Ces derniers recommandent aussi que soit réalisé un bilan coûts/avantages des performances réelles des bâtiments soumis à la RT 2012. Une mission du Conseil général de l'environnement et du développement durable (CGEDD) et du Conseil général de l'économie (CGE) est en cours sur l'évaluation de la RT 2012. Ses conclusions devraient être connues à l'automne 2018.
Les auteurs préconisent également d'inscrire "une clause de revoyure" dans le cadre de la nouvelle réglementation environnementale (RE) 2020 (bâtiments neufs à énergie positive et bas carbone). Ses seuils sont actuellement expérimentés par les maîtres d'ouvrage.
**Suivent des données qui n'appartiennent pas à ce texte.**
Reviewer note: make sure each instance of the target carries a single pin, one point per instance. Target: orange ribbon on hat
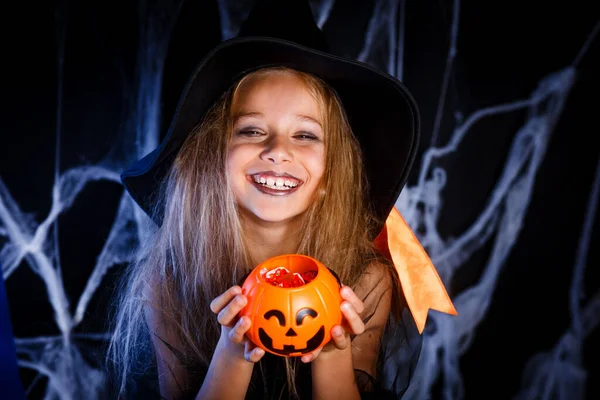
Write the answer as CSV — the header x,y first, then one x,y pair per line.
x,y
422,287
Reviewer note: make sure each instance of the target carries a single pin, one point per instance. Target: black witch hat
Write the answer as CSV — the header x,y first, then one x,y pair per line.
x,y
382,113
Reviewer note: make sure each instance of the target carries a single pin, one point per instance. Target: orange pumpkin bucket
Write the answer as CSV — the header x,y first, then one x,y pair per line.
x,y
293,302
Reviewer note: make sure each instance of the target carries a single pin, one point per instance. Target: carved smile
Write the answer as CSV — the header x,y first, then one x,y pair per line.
x,y
288,349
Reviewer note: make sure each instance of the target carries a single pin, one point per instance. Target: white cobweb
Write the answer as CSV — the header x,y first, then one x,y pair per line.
x,y
557,373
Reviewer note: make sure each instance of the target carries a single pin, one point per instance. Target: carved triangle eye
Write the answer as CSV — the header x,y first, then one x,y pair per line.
x,y
303,313
277,314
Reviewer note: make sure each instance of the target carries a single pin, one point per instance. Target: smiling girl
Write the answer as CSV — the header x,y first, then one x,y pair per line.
x,y
263,158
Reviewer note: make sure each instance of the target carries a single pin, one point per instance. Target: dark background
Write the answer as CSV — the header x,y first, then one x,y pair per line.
x,y
503,50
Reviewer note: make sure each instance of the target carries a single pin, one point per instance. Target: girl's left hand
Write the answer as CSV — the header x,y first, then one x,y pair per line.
x,y
352,324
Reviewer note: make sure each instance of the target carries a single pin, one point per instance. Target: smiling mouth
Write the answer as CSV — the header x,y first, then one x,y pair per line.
x,y
276,184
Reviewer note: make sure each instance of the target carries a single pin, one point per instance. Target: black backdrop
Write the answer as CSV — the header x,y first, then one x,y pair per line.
x,y
92,107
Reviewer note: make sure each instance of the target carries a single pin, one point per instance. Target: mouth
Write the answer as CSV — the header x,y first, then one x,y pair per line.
x,y
289,349
275,184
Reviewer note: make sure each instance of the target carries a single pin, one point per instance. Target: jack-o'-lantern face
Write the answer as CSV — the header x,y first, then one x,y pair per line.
x,y
291,334
297,320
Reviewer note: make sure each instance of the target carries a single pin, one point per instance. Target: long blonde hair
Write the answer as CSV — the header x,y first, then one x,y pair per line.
x,y
199,250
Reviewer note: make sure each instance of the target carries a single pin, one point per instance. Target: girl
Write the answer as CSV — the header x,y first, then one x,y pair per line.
x,y
265,157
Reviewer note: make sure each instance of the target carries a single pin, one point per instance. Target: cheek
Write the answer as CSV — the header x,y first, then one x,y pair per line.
x,y
315,163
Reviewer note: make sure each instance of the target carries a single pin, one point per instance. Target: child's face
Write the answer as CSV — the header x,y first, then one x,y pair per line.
x,y
277,153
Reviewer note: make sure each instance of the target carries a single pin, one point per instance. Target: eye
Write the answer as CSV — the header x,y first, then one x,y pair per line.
x,y
306,136
250,132
277,314
303,313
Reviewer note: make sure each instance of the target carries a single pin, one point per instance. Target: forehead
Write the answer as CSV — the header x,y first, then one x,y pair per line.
x,y
275,92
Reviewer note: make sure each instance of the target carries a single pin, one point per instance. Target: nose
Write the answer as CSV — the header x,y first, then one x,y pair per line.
x,y
277,150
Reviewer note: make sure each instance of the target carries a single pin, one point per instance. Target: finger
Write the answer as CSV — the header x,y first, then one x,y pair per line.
x,y
253,353
236,335
228,314
354,322
340,338
348,294
221,301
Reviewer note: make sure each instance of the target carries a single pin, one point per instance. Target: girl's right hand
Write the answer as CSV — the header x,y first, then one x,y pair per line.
x,y
233,329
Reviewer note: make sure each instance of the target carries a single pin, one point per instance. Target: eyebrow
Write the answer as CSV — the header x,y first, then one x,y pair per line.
x,y
299,117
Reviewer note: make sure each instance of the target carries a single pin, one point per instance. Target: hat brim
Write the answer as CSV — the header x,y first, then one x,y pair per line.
x,y
382,113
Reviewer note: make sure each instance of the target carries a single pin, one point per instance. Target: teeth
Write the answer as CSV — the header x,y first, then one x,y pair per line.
x,y
275,182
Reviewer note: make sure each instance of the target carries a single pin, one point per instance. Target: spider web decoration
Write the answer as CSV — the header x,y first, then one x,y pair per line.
x,y
63,363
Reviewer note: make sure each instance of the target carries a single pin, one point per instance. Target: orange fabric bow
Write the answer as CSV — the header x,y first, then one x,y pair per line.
x,y
421,284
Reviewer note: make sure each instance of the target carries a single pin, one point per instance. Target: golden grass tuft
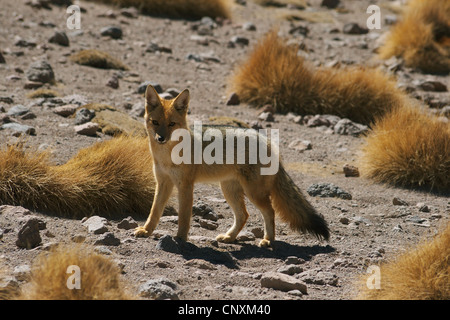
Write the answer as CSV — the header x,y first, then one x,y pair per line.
x,y
181,9
408,148
274,74
422,273
422,37
99,276
110,178
97,59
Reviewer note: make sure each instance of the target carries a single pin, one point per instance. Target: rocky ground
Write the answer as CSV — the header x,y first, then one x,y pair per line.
x,y
373,223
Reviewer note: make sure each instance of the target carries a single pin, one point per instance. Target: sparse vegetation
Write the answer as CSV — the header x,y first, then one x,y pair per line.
x,y
421,273
182,9
409,148
422,36
274,74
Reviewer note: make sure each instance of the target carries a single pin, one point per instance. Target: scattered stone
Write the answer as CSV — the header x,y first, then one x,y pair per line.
x,y
331,4
65,110
435,86
84,115
127,223
40,71
283,282
96,225
399,202
158,289
200,264
328,190
59,38
18,129
300,145
233,100
143,86
107,239
22,272
354,28
87,129
111,31
350,171
348,127
28,236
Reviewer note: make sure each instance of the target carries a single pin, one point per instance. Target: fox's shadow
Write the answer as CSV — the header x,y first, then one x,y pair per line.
x,y
231,258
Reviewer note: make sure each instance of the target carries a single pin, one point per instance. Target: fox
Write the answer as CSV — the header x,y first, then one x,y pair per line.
x,y
273,194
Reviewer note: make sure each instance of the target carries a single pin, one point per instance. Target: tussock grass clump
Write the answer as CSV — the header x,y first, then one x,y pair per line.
x,y
409,148
274,74
99,276
422,37
110,178
97,59
422,273
181,9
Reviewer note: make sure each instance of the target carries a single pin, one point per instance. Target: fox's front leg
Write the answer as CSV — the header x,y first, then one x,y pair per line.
x,y
163,191
185,202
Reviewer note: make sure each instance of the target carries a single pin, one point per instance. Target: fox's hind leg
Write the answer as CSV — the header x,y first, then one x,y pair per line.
x,y
234,194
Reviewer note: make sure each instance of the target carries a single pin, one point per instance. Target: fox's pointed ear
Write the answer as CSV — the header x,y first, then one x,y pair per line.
x,y
181,102
151,98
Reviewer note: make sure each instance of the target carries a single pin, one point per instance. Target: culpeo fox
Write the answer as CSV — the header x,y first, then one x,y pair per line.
x,y
271,194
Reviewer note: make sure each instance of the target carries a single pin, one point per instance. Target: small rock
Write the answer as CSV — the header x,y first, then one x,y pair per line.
x,y
158,289
435,86
107,239
283,282
59,38
350,171
18,129
40,71
331,4
65,110
84,115
300,145
112,31
127,223
28,236
354,28
399,202
96,225
233,100
328,190
87,129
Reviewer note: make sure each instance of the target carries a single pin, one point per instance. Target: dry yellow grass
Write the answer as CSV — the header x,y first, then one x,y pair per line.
x,y
97,59
275,74
109,178
422,273
182,9
422,37
52,280
409,148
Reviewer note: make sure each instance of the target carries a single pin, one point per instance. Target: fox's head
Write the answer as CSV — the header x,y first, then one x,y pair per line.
x,y
163,116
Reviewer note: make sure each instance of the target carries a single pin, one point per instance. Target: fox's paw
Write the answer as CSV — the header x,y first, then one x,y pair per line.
x,y
224,238
264,243
141,232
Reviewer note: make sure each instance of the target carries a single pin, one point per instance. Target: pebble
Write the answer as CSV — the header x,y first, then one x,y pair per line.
x,y
87,129
96,225
40,71
159,289
59,38
328,190
111,31
282,282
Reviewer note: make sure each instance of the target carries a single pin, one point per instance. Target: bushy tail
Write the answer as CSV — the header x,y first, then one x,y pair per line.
x,y
290,204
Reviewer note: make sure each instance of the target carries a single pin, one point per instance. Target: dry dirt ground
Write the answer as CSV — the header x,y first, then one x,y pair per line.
x,y
366,230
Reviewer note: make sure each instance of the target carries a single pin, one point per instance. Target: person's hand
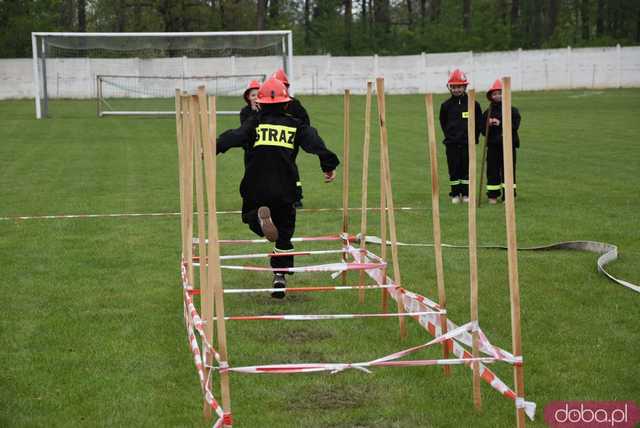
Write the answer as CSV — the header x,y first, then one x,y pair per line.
x,y
329,176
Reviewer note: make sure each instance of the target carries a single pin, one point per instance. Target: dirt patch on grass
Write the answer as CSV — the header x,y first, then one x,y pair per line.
x,y
302,335
330,396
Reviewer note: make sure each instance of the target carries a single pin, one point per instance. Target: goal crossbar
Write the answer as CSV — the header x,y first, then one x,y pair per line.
x,y
56,47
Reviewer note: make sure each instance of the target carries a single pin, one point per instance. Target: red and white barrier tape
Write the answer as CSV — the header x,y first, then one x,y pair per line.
x,y
305,289
431,323
270,255
173,214
196,241
329,267
321,317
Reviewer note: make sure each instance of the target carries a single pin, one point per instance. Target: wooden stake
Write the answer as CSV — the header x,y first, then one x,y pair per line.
x,y
383,229
435,217
386,173
180,142
188,136
206,301
512,245
365,184
345,175
473,241
484,155
209,131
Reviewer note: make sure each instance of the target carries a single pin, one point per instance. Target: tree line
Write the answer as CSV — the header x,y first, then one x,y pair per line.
x,y
342,27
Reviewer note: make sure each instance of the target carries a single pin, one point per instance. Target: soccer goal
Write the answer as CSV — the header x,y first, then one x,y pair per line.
x,y
138,73
120,95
Les rapporteurs insistent sur "la réalisation des objectifs fixés dans le respect du principe de proportionnalité".
Nouveau décret "tertiaire" : conserver le seuil minimal de surface de 2.000 m²
Le projet de loi Logement (Elan) définit les caractéristiques énergétiques et environnementales de la RE 2020. Il prévoit aussi un nouveau décret portant sur la rénovation énergétique du parc tertiaire, dont les bâtiments des collectivités.
Les rapporteurs proposent de reprendre dans le décret, le seuil minimal de surface de 2.000 m² au-dessous duquel les bâtiments sont exemptés de l'obligation. "Cette disposition permettrait de mieux prendre en compte dans la rédaction des textes les principes d'adaptabilité, de proportionnalité et de subsidiarité", jugent-ils. S'agissant du taux de retour sur investissement (TRI) des travaux à effectuer, ils recommandent d'aligner "les collectivités territoriales les moins importantes sur les entreprises et les particuliers, en fixant ce TRI à 5 ans au lieu de 10 ans".
Supprimer le DPE lorsque l'immeuble vendu est voué à la destruction
Par ailleurs, les rapporteurs préconisent des allègements dans les règles d'urbanisme, en proposant de réduire les obligations relatives aux diagnostics techniques pour les bâtiments "voués à la destruction". Les rapporteurs proposent de supprimer certains éléments de ce dossier, tels que le diagnostic de performance énergétique (DPE), l'état de l'installation intérieure de gaz et celui de l'installation intérieure d'électricité qu'ils jugent "inutiles lorsque l'immeuble vendu est destiné à la destruction". Un amendement proposant ces suppressions a été déposé en juillet dernier au Sénat dans le cadre du projet de loi Elan. Le rapporteur de la commission des affaires économiques du Sénat ainsi que le gouvernement avaient émis un avis défavorable à cet amendement, au dam des rapporteurs. Lors du vote ce mercredi en commission mixte paritaire (CMP) de la loi Elan, leurs préconisations devraient alimenter les débats.